Behavior and generalisation capabilities of various optimising techniques for Image Classification using Convolution Neural Networks
This repo contains all the code and figures that we produced during our project.
In this project, we implemented 4 optimizers algorithms: SGD, SGD with momentum, RMSprop and ADAM and investigated the impact of them as well as its learning rate for solving a classification problem on multiple datasets: CIFAR10, CIFAR100, MNIST, FashionMNIST. We implemented the testing on the augmented data by Gaussian, flip and affine transforms in order to demonstrate the generalization capacities of optimizers. The behaviour analysis seem to show that momentum helps in generalization, which is also proven by the best accuracy reached by MSGD.

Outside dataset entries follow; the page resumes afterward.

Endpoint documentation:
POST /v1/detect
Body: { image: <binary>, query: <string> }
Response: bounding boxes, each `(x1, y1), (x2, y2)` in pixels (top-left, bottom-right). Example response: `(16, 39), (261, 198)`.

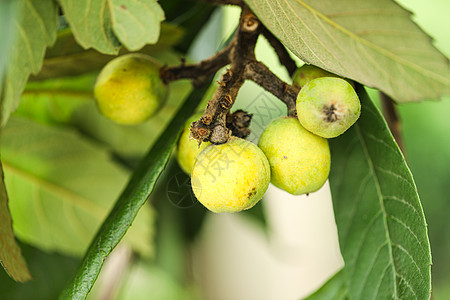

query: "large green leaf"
(0, 244), (79, 300)
(58, 0), (164, 54)
(0, 164), (31, 282)
(0, 0), (58, 126)
(15, 55), (192, 160)
(1, 117), (152, 256)
(30, 23), (183, 80)
(0, 0), (18, 78)
(0, 0), (31, 282)
(60, 81), (211, 299)
(245, 0), (450, 102)
(109, 0), (164, 51)
(330, 85), (431, 300)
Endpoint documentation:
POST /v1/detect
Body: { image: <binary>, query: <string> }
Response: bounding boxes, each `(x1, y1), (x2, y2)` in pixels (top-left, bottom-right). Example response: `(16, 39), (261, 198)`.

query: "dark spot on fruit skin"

The following packages are needed in order to run our code without error:
- python >= 3.8
- scipy>=1.4.1
- torch>=1.7.0
- torchvision>=0.8.1
- tqdm>=4.41.0
- numpy
- matplotlib
- sklearn
- cuda 10.1
If you encounter installation issues, we recommend you to use our notebooks on kaggle or google colab.
To reproduce our results you will need the optimal model checkpoint for every (optimizer,dataset) pair. The files are too large to fit on this repo, thus you can download them on this drive : https://drive.google.com/drive/u/2/folders/1CjqCi79LDUko2meM6F5VNB78pg1Cz1N0 using your epfl login. If you encounter download or access issues, please contact me at jeremy.baffou@epfl.ch.

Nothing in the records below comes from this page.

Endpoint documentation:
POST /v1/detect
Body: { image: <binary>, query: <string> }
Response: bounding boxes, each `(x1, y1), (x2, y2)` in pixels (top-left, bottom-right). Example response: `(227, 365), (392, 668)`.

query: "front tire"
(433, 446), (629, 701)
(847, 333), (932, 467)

The reproducibility is at the heart of all the scripts we produced. We followed gold standard guidelines of pytorch reproducibility : https://pytorch.org/docs/stable/notes/randomness.html. However we did not deactivate the randomness of several algorithms (such as CUDA). It may induce some slight variability in the results but not of big magnitude. The seeds can be changed for any script but by default it will be 2022, and you should use this one to reproduce our results (note that as it is set by default you do not need to specify it in our scripts).
We provide both notebooks and scripts for every tasks, except for the train vs validation plot where only the script exists. The figures and tests results have been generated using notebooks for display convenience. If you choose the notebook option, we advise you to run them on kaggle or google colab.

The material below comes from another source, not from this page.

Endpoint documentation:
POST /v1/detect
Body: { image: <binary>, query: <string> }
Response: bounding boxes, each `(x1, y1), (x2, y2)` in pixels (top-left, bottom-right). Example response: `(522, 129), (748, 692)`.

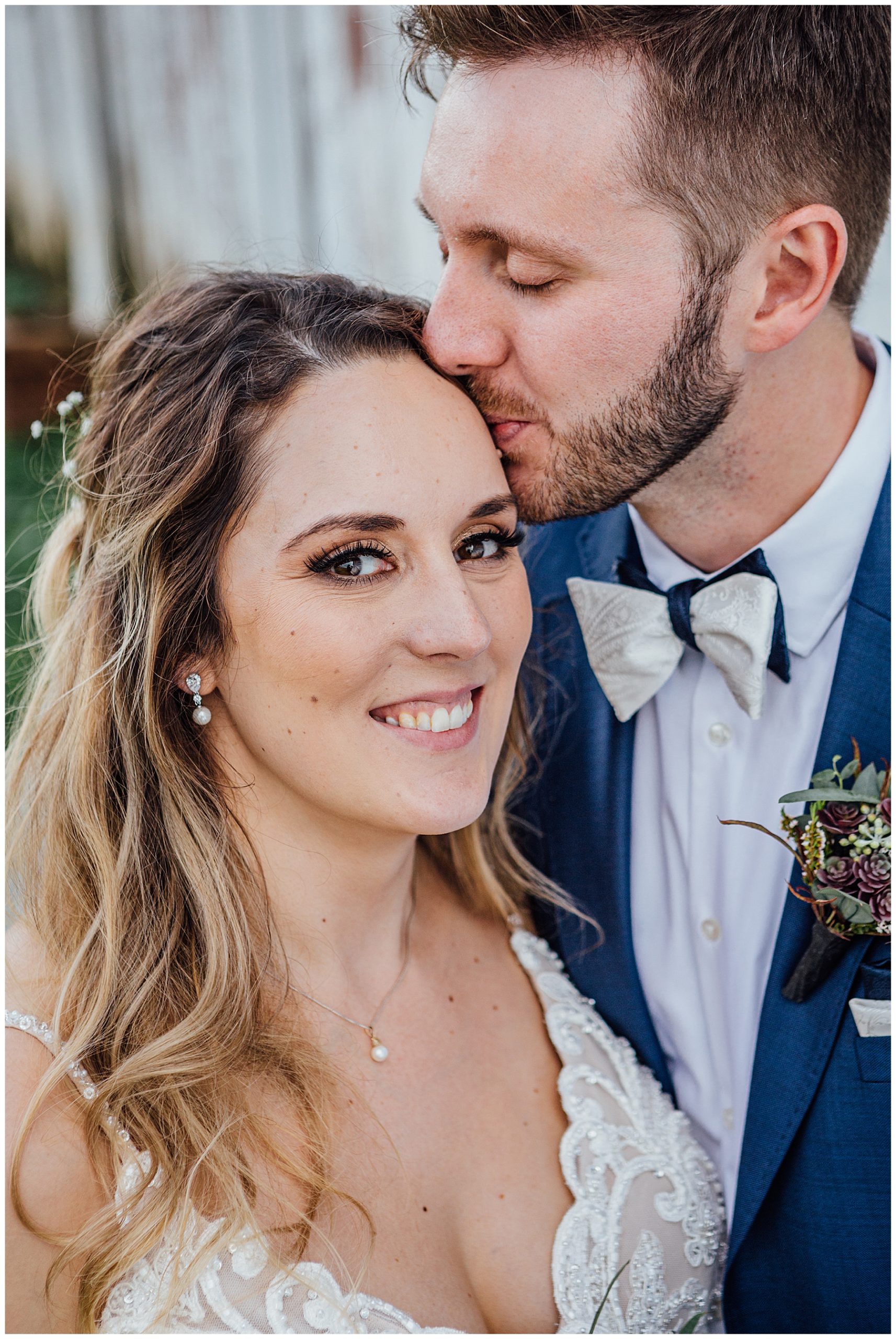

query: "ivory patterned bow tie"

Each script comes with its helper section that you can disply using: python "script_name.py" -h. We give here a brief description of each script:
- InitModelsPipeline.py : Create the initial models for each datasets based on several seeds.
- TrainingPipeline.py : Pipeline for model training given a dataset, an optimizer and its parameters.
- TestingPipeline.py : Pipeline to test a model against a given dataset which will be augmented using the paper's procedure.
- WeightsReport.py : Create the weights report for trajectories and frequency content of both the first CNN layer and linear layer.
- ValidationVSTraining.py : Create a plot of the training and validation accuracy on a given dataset for the four optimizer described in the paper.
The .py files model.py and nb_optimizers.py are helpers module used extensively accros our different pipelines.
In the figures folder you will find all the (optimizer,dataset) pairs with their corresponding weights reports (both frequency content and trajectories). They have been produced using the notebook "Weights Visualization.ipynb". There is an additionnal folder named "validation_vs_train" which contains the plot and data for the training versus validation accuracy on CIFAR10 of the different optimizers.